"It is not often that I feel impelled to interfere in your games," she had said. "Not long since I refused to listen to something Miss Arnold tried to tell me; but, when several heartless girls deliberately combine to humiliate and discomfit a companion under the flimsy pretext of 'the good of the team' it is time to call a halt. Four girls were prime movers in this contemptible plan. One girl was an accessory, and therefore equally guilty. In justice to the traditions of Sanford High School the girl who has suffered at your hands, and in defense of my own self-respect, these offenders must be punished. So I am going to disband your team and forbid any one of you to play basketball again until I am satisfied that you know something of the first principles of honor and fair play. However, I shall not forbid basketball to the freshmen. The innocent shall not suffer with the guilty. A new team will be chosen which I trust will be a credit rather than a detriment to our high school. You are dismissed."
Five girls, whose faces were an open indication of their chagrin, had left the principal's office in a far more chastened frame of mind than when they had entered it. Miss Archer's arraignment had been a most unpleasant surprise, and in discussing it among themselves afterward, Helen Thornton had caused Mignon to pour forth a torrent of biting words by saying sulkily, that if Mignon had let Ellen Seymour alone everything would have been all right.
"Do you mean to say that you believe those miserable girls?" Mignon had cried out.
And Helen had answered with marked sarcasm, "No; I believe what I saw with my own eyes, and I wish I'd never heard of your old team. I'm ashamed to think I ever listened to you," and had walked away from the group with a sore and penitent heart, never to return to their circle again.
All this was, of course, kept strictly secret by the other four ex-members, who joined hands and vowed solemnly that they would weather the gale together. The disbanding of the team by Miss Archer and Ellen Seymour's vindication, could not be hushed up, however, and, despite their protests that Miss Archer was unfair, and that the statements of certain other girls were wholly unreliable, they lost ground with their classmates.

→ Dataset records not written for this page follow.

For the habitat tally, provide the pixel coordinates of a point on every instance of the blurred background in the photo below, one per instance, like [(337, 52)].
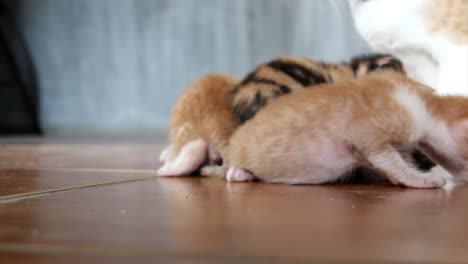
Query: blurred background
[(117, 66)]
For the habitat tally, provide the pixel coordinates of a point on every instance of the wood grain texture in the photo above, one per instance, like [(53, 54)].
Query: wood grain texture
[(208, 220), (113, 65)]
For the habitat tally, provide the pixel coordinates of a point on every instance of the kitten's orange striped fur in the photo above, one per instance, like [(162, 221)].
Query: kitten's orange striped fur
[(201, 125), (315, 136)]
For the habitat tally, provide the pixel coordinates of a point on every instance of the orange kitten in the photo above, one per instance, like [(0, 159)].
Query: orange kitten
[(318, 135), (201, 125)]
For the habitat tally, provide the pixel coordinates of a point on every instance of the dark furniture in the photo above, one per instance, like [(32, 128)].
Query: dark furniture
[(18, 90)]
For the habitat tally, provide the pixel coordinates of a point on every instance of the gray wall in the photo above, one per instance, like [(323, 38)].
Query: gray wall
[(119, 65)]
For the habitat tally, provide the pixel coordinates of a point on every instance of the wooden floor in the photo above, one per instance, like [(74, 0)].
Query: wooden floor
[(81, 202)]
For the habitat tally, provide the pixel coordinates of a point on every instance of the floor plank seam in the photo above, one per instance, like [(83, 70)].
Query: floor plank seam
[(155, 253), (24, 196)]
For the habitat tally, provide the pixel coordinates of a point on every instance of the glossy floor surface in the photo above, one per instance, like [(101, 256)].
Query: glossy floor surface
[(101, 203)]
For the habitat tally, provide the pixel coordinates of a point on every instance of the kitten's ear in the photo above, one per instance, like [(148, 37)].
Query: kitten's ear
[(459, 130)]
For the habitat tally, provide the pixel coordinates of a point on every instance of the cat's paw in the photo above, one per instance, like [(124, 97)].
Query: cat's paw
[(239, 175), (188, 160)]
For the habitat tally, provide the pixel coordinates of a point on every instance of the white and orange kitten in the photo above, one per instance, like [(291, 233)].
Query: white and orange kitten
[(429, 36), (318, 135)]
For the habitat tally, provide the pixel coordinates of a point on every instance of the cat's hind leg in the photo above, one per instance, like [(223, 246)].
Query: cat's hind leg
[(389, 161), (191, 156)]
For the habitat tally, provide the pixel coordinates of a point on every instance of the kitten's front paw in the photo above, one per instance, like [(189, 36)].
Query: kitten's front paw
[(239, 175)]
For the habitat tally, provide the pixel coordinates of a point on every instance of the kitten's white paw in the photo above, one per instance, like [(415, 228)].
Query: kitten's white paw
[(214, 156), (239, 175), (190, 158)]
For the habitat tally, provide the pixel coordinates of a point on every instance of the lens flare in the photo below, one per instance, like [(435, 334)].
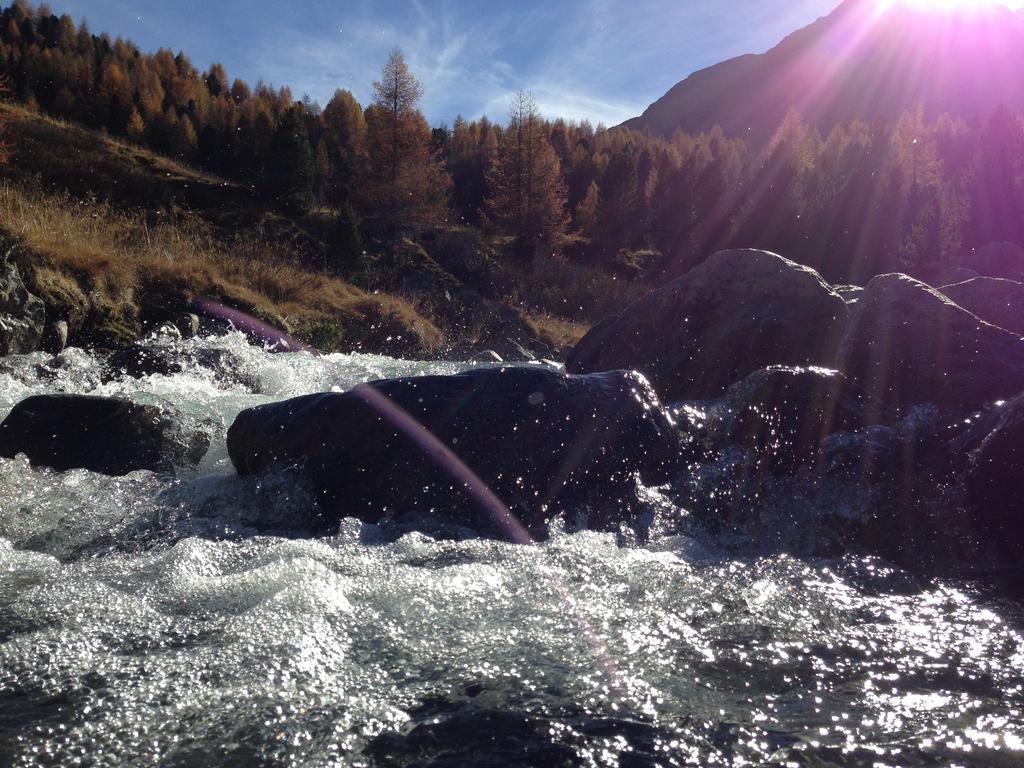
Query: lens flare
[(942, 5)]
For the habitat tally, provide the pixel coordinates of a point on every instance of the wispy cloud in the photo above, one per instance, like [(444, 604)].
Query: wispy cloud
[(599, 59)]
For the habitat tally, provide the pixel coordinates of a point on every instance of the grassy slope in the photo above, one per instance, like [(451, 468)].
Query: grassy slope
[(111, 236)]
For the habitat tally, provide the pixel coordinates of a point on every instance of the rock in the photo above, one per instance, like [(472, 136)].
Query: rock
[(907, 344), (22, 314), (997, 301), (735, 313), (536, 436), (850, 294), (102, 434), (54, 338), (187, 325), (962, 274), (997, 260), (782, 414), (995, 481), (168, 331)]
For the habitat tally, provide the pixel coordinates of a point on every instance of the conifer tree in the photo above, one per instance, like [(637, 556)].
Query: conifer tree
[(527, 192), (407, 186), (4, 146), (290, 169), (136, 127)]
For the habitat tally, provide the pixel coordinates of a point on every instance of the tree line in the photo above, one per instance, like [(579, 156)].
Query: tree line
[(911, 194)]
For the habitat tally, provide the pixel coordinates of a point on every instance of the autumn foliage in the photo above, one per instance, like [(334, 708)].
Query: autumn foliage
[(913, 194)]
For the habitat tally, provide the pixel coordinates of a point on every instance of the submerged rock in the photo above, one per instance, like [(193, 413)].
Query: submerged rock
[(997, 301), (102, 434), (536, 436), (995, 480), (907, 344), (997, 260), (782, 414), (22, 314), (735, 313), (54, 339)]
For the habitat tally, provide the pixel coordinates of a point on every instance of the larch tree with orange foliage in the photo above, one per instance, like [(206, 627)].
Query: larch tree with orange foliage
[(4, 146), (527, 199), (407, 186)]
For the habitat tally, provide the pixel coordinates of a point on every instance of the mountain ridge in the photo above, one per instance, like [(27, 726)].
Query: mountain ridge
[(857, 62)]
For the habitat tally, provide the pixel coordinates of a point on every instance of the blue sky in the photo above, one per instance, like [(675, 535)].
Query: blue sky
[(600, 59)]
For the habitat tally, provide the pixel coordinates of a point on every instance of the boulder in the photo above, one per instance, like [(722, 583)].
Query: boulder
[(536, 436), (997, 260), (850, 294), (995, 481), (54, 338), (735, 313), (781, 414), (997, 301), (907, 344), (102, 434), (22, 314)]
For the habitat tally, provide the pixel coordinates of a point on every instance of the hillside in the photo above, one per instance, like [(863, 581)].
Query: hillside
[(858, 62), (116, 239)]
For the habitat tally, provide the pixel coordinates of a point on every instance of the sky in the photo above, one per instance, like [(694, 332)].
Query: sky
[(603, 60)]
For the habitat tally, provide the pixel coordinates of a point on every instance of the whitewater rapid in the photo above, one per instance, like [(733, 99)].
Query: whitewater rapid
[(153, 621)]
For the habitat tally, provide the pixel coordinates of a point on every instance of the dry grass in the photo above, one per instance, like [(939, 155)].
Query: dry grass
[(560, 333), (124, 257)]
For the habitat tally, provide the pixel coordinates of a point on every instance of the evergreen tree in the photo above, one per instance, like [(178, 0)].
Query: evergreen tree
[(4, 146), (290, 169), (526, 190), (345, 144), (407, 186)]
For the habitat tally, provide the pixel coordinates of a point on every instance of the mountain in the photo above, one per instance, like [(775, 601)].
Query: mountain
[(862, 60)]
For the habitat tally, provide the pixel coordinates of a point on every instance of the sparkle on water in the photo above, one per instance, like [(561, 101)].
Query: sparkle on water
[(145, 623)]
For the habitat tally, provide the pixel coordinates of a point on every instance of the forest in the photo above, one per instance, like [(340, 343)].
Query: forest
[(912, 194)]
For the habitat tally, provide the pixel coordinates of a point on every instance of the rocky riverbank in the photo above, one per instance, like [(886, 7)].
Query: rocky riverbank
[(799, 418)]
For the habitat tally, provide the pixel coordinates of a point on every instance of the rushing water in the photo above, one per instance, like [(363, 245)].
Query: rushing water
[(147, 621)]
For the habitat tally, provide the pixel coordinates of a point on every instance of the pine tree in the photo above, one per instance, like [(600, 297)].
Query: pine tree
[(586, 213), (407, 186), (290, 168), (527, 194), (135, 129), (4, 146), (345, 139)]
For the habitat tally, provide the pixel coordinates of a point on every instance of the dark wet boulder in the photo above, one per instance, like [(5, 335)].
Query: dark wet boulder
[(850, 294), (735, 313), (22, 314), (781, 414), (907, 344), (536, 436), (995, 480), (997, 260), (102, 434), (998, 302)]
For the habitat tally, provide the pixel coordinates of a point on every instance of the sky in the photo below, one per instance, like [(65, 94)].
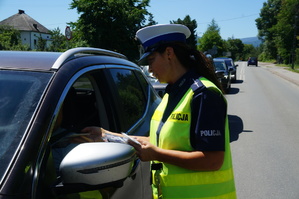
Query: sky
[(235, 18)]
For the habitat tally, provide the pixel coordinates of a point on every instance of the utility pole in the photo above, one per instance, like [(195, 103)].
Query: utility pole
[(295, 36)]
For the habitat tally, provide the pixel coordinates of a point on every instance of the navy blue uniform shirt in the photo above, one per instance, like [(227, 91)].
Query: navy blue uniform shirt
[(208, 113)]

Marjorie, too, had been made to feel the weight of their displeasure, for they took pains to circulate the report that it was she who had told tales to the principal, and thus brought them to grief. Several of the sophomores, including Ellen Seymour, heatedly denied the rumor, and a number of freshmen also took up the cudgels in her behalf. Jerry, Irma and Constance stood firmly by her, and, although the poor little lieutenant was far more hurt over the allegation than she would show, she kept a brave face to the front and tried to ignore the ill-natured thrusts launched chiefly by Muriel and Mignon.

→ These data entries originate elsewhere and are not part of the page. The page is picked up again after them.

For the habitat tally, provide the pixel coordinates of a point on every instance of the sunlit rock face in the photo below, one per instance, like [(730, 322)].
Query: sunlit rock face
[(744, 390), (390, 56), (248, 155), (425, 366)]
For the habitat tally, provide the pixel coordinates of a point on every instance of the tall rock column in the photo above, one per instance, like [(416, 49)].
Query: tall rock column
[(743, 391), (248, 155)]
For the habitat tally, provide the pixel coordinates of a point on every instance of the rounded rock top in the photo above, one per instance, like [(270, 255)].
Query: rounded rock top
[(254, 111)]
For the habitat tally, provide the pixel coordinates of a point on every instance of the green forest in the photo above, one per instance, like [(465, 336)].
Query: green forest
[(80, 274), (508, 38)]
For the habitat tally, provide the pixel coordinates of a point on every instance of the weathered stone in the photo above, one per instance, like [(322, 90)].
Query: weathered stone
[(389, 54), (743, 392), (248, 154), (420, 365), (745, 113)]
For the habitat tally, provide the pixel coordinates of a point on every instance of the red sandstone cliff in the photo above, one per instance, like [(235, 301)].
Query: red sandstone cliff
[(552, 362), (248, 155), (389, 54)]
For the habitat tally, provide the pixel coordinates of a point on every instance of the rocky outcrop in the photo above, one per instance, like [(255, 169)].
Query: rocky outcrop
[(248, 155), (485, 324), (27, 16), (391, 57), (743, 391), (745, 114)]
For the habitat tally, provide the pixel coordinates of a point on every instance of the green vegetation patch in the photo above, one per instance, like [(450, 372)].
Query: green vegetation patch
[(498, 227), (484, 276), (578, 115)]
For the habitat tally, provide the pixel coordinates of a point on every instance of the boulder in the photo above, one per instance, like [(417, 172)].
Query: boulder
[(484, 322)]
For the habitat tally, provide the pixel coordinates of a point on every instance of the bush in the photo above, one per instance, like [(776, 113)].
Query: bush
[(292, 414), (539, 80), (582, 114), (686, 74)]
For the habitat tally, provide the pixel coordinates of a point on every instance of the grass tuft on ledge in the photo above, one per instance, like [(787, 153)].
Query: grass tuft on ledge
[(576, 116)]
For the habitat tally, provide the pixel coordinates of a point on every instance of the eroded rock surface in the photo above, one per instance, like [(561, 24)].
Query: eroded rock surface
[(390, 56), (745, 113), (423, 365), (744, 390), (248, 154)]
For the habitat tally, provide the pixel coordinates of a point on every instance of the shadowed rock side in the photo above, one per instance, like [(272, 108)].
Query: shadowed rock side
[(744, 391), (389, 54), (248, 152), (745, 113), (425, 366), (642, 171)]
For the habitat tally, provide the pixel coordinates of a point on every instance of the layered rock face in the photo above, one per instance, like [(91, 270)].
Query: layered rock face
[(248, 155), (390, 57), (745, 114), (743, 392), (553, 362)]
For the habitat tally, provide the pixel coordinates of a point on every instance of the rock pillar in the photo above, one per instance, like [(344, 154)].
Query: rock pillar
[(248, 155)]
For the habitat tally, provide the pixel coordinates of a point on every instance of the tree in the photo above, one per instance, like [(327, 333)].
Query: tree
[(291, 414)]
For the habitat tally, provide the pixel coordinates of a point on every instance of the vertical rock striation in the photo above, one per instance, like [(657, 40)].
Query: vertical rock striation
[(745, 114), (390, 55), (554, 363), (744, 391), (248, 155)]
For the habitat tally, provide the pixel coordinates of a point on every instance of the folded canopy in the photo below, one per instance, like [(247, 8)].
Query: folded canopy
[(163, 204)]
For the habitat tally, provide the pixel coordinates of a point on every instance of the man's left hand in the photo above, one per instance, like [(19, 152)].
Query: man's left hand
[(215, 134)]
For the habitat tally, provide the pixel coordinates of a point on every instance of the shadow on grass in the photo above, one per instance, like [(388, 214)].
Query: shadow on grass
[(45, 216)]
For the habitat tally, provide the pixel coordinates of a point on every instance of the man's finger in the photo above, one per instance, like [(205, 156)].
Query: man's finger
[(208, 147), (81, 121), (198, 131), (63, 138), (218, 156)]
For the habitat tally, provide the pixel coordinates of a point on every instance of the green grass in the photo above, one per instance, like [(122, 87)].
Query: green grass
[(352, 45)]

But in the midst of this uncomfortable season Marjorie made a wonderful discovery. It was quite by chance that she made it, and it concerned Constance Stevens. Although the Mary girl had apparently grown very fond of Marjorie and had almost entirely dropped her strange cloak of reserve, she had never invited the girl who had so graciously befriended her to her home.
From the words of vehement protest which Constance had spoken on that day when Marjorie had followed her and protested that they become friends, she had partly understood the other girl's position in regard to her family, and had tactfully avoided the subject ever afterward. She had talked the matter over with her captain, and they had decided to respect Constance's reticence and keep religiously away from anything bordering on the discussion of her family.
It was on a crisp November afternoon, several days before Thanksgiving, that Marjorie made her discovery. As she walked into the living-room, her books on her arm, her cheeks pink from the sharp, frosty air, her mother hung up the telephone with: "Marjorie, do you think Constance would like to go with us to the theatre to-night? Your father has just telephoned me that he has four tickets."
"She'd love it. I know she would. I'll hurry straight down to her house and ask her." Marjorie dropped her books on the table with a joyful thump.